Voters asked to decide 10 year Open Lands sales tax
Garfield County voters will decide in the Nov. 6 general election whether to impose a 10-year, 0.25 percent countywide sales tax to fund a program to preserve agricultural lands and create new parks and trails.
The proposed Garfield County Open Lands Program was put forward by the citizen-led Garfield Legacy Project. The volunteer group has worked for three years to do research and tailor an open space program for Garfield County.
The sales tax is estimated to generate about $2 million annually to fund a program to purchase development rights from willing agricultural landowners on a voluntary basis.
Working with a land trust, conservation easements would be placed on the lands to maintain them as working farms or ranches. The land would remain in private ownership.
A grant program would also be established to help local governments complete parks and trails projects within the county. If approved by voters, a volunteer citizen review board would be appointed by the county commissioners to consider conservation and grant proposals and generally oversee the program.
Two previous attempts at a property tax-funded open space program in the eastern part of Garfield County were rejected by voters in the early 2000s.
Members of the Protect Our Ranchlands, Rivers and Recreation Economy campaign answered these questions posed by the Post Independent.
A. Proposition 1A will support and enhance Garfield County’s economy and quality of life. It will help conserve working ranches, well-stewarded by the families of the Colorado and Roaring Fork River valleys; protect lands along rivers and streams that protect water quality; conserve wildlife habitat; and create parks, trails, river access and other amenities that enhance our economy. The program achieves this by:
1. Purchasing development rights from willing landowners using conservation easements, which keeps private land in private hands.

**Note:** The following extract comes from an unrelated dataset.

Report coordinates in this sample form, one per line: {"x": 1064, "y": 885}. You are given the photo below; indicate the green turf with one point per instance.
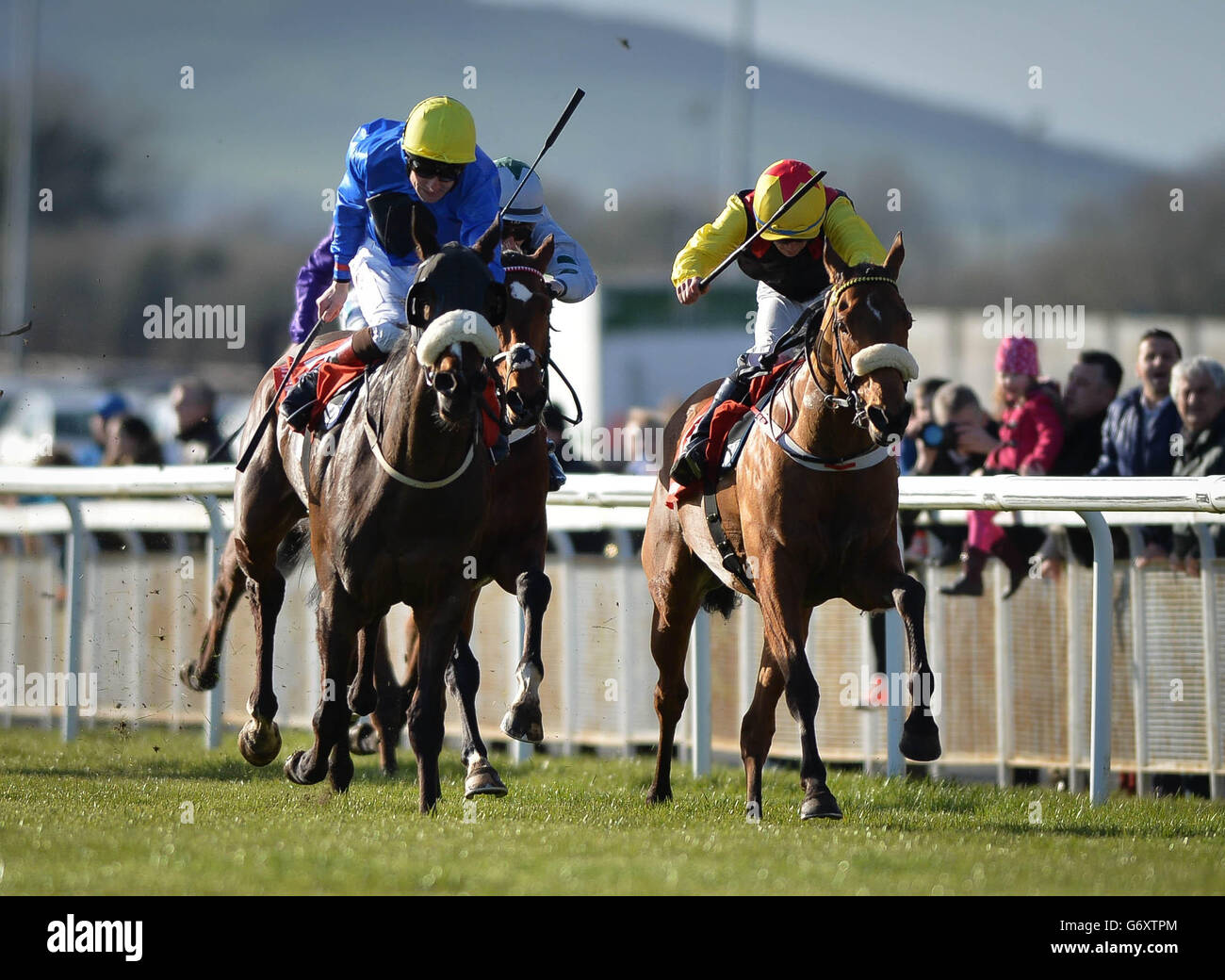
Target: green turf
{"x": 105, "y": 815}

2. Allowing municipalities or the county to purchase land from willing landowners to create parks, trails and other community amenities.
This program is streamlined, including a 5 percent cap on administrative costs, a 10-year sunset, an independent audit, and a citizens’ review board. It provides multiple uses and benefits. It will protect water quality and quantity, Western heritage, wildlife habitat and recreational opportunities that attract residents and tourists alike.
A. They say the best time to plant a tree is 20 years ago; the second best time is today. This is the case with this initiative for two reasons.
First, our county is projected to double in population over the next 20 years. We need to act now to protect our water quality and quantity, wildlife habitat and open lands for future generations. At the same time, we must ensure we have parks, trails and recreational amenities for our growing population.
Conserving these assets as we grow is critical to sustaining our way of life and future economy.
Secondly, our communities are competing with others throughout the state to distinguish themselves as places to visit, live, work or start a business. We have many assets that have helped our communities gain national recognition. To keep our edge we need to invest in those assets, and Proposition 1A will do that.
A. First, it is important to note that food, prescription drugs and some machinery will be exempt.
Second, because our county is such a tourist destination, only 40 percent of the revenue generated would come from Garfield resident households while the rest is generated by tourists and businesses.
The second point is important. The reason many of us live here – and why visitors, hunters, anglers and outdoor enthusiasts come to our county – is for the natural beauty of our mountains, rivers and ranches, and our access to outdoor recreation. It just makes good economic sense for visitors to help protect the things they come to enjoy. It wouldn’t be fair to expect private landowners to support this important part of our economy alone via a property tax.
In addition, it is a relatively small tax that directly benefits our economy and automatically expires in 10 years.
A. The program will cost the average household, not individual, about $3.25 per month. More than half would come from visitors and businesses that are doing business in the county. The program will also help leverage additional funding, bringing more dollars into our communities from Great Outdoors Colorado, which is funded by the lottery. For example, Gunnison County’s program, which was a model for what is being proposed here, brings in $12 for every $1 spent by the program.
A. Now more than ever, our communities need to distinguish themselves from the rest of the pack by preserving what sets us apart – our wildlife, agriculture and small town charm – while investing in amenities like parks and trails to ensure this is a great place to live 20 years down the road.
Proposition 1A helps conserve places we cherish while promoting our economy, helping maintain local food production, providing access to rivers and public lands, and conserving ever-shrinking habitat for wildlife viewing and hunting.
This is about protecting the goose that laid the golden egg. Few of us have made Garfield County our home because it looks just like Anywhere USA. We love the beauty, the Western spirit, the wildlife, playing on the rivers and the solitude of hiking in open spaces. It is also why tourism has always been a major economic engine for Garfield County.
All over the state, local communities have realized the importance of investing in natural resources and landscapes, just as they invest in roads and infrastructure. Economic development professionals know that as workers become more mobile, they are choosing to live in places with high quality of life, and companies follow skilled workers.
This is an investment everyone in Garfield County can get behind. Proposition 1A is the product of hundreds of hours of citizen input, and is representative of Garfield County’s unique needs and values. Conservation only happens with willing landowners, conservation creates economic opportunity, and conservation and energy development can coexist.